Prediction #5: Demographics and Turnout
October 7, 2024 - We are now officially less than one month until the 2024 Presidential Election. This week, we will investigate the question: how do demographic characteristics and turnout affect vote outcomes?
There has been extensive research to answer this question. For example, one of the earliest papers, Wolfinger and Rosenstone (1980) found that education level in particular is an important factor in determining turnout, using Census data from the early 1970s. Similarly, a decade later, Rosenstone and Hansen used American National Election Studies data to reveal that it is not just education, but the most participatory demographics were white, wealthy, educated voters.
In recent years, there has been discourse as to who increased voter turnout benefits. People often posit that increased voter turnout often benefits Democrats, since the most reliable voting blocs of older, whiter, wealthier Americans tend to vote more with the Republican Party. However, Shaw and Petrocik (2020) refute this claim, finding that increased voter turnout across a large sample of elections does not significantly boost one party or the other. There is also evidence to suggest that while demographic variables do matter, when used to predict whether one will vote for a Democrat or Republican, they are only correct 63% of the time. Therefore, a person’s vote choice, and their decision to even vote, is not solely a product of their demographic background (Kim and Zilinksy 2023).
Nonetheless, it is still a useful exercise to get a sense of how demographic variables affect vote outcomes since they are related to vote outcomes, especially in an increasingly calcified electorate. Predicting vote outcomes from turnout and demographics requires that we know these input variables for the election we’re trying to predict. But, this is a problem, since we do not know the turnout of an election that has not happened.
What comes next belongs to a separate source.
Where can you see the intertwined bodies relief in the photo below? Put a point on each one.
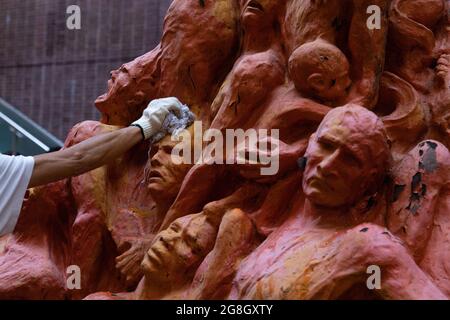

To address this, I estimate 2024 voter turnout, measured by the voting eligible turnout of the highest office (turnout to vote for President) by averaging VEP highest office turnout across the 2012, 2016, and 2020 elections for each state. In other words, I assume that for the 2024 election, voter turnout will be average in each state.
Similarly, while we could get estimates of state demographic composition in 2024 by using samples of the voter file for each state, but these data contain many missing values, and therefore will be difficult to get estimates. Instead, I estimate state demographic characteristics by creating regressions for 20 different demographic variables using data from 2000 to 2020 to predict what state demographic compositions are in 2024. Then, I used Monte Carlo simulations for these predictions to better understand the variability that these values could have, assuming a Gaussian distribution.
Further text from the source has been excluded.